Katherine McLeod, a teaching artist at GSP who worked with the students, said they had to overcome their disbelief that the events surrounding the Holocaust could be true.
In preparation, the youngsters read the historical novel Number the Stars by Lois Lowry — about a Danish family who shields a Jewish girl — and each was assigned an actual child victim to research as part of the project, said Johnson.
She said students collaborated on the plays, which touch on Jewish life before World War II, the Nazi occupation, relocation to ghettos, deportations to concentration camps, and resistance.
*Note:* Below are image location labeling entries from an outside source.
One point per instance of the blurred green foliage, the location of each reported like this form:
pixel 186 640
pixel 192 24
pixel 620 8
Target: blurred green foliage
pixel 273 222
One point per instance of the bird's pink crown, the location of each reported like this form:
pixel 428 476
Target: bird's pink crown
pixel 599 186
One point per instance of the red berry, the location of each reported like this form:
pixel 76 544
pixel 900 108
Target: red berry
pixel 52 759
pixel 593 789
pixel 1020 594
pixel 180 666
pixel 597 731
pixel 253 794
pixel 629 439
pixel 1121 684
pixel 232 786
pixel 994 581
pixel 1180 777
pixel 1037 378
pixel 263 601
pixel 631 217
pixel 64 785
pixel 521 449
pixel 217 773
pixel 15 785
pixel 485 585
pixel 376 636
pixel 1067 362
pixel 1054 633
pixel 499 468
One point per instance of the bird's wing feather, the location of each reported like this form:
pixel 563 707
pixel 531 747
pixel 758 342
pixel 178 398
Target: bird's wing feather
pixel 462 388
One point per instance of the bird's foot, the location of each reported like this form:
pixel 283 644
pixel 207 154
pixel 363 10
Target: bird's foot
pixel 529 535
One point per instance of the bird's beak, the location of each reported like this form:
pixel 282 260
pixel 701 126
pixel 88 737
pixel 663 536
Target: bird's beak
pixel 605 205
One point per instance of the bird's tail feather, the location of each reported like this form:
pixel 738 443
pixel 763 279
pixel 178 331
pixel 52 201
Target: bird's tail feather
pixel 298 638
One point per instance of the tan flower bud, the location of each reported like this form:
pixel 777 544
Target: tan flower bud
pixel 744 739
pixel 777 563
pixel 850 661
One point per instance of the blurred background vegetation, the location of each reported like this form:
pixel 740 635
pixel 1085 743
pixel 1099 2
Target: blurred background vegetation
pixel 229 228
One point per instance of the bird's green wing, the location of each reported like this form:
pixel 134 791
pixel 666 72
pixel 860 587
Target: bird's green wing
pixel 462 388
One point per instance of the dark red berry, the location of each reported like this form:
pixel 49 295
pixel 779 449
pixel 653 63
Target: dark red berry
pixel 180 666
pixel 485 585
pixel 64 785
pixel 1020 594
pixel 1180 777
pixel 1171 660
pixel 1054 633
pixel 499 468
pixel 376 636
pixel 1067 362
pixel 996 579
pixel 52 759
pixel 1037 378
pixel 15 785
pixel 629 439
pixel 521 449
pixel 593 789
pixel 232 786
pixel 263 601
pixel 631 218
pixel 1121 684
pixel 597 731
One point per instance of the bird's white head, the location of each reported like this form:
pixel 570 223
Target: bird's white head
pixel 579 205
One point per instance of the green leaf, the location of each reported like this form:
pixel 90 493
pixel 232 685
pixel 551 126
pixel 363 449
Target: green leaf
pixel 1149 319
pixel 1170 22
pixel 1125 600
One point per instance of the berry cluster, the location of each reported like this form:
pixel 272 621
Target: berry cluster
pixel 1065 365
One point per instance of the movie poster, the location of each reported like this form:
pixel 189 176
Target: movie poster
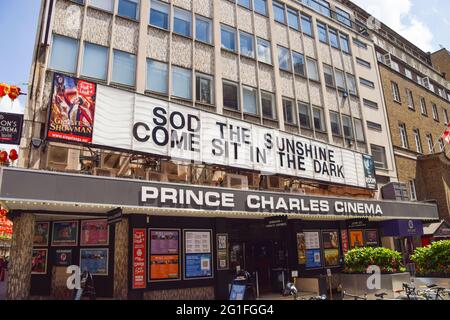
pixel 72 109
pixel 94 233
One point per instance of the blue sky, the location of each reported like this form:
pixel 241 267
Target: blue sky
pixel 423 22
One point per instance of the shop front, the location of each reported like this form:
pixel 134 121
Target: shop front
pixel 151 240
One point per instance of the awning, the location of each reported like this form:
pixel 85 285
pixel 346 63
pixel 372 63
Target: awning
pixel 44 191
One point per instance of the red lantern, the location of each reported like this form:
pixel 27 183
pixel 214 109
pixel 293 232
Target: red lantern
pixel 3 156
pixel 13 155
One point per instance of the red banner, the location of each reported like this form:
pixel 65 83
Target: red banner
pixel 139 254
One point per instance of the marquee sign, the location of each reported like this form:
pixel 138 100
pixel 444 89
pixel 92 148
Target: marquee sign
pixel 128 121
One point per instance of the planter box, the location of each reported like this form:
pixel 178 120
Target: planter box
pixel 356 284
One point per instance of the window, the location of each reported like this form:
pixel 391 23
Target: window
pixel 348 127
pixel 128 8
pixel 299 63
pixel 335 123
pixel 416 134
pixel 247 44
pixel 267 104
pixel 374 126
pixel 313 73
pixel 250 100
pixel 340 79
pixel 430 143
pixel 328 75
pixel 370 104
pixel 306 25
pixel 124 68
pixel 344 43
pixel 289 112
pixel 379 156
pixel 319 123
pixel 107 5
pixel 203 29
pixel 228 36
pixel 304 113
pixel 359 131
pixel 423 106
pixel 322 31
pixel 403 135
pixel 157 76
pixel 64 54
pixel 278 12
pixel 410 99
pixel 230 95
pixel 159 14
pixel 284 58
pixel 204 89
pixel 435 113
pixel 182 22
pixel 264 53
pixel 362 62
pixel 412 189
pixel 181 83
pixel 351 84
pixel 395 92
pixel 293 19
pixel 333 38
pixel 95 61
pixel 260 6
At points, actual war-era footage played silently on a screen in the background.
A Holocaust survivor, Fay Malkin of West Orange, had come to speak to them about her own experiences. Malkin, who attended the performance, said she was confident after seeing the play they understood her message.
The plays ended with the singing of a piece from Brundibár, an opera written by Czech Jew Hans Krása and performed in 1944 at Terezin, the Nazis’ “show” camp. As they sang in English, footage of Terezin’s Jewish children’s choir was shown, ending with a notation that most of the young performers were gassed two weeks later.
Dr. Paul Winkler, executive director of the New Jersey Commission on Holocaust Education, said, after witnessing the performance, that he was “filled with such emotion and hope.”
James Livingston, the father of one of the young actors, said he had learned in school about what happened to adults in the Holocaust, but that “today gave me a great appreciation of what the children went through.”
At a “cast party” after the performance, student Dennis Reyes told NJJN he had had trouble processing the Holocaust.
“I didn’t understand why Hitler tried to capture the Jews,” he said. “The Jews didn’t do anything wrong or hurt anybody. Nobody wants to go through what those children went through.”
Dennis said he learned from his studies that “you should use your voice” against those who try to “bring people down.”
Student Luis Garcia was also left wondering why the world allowed Nazism to spread.
“Why did they have to do that to people?” he asked. “People should be respected and have rights and Jewish people should have had freedom.”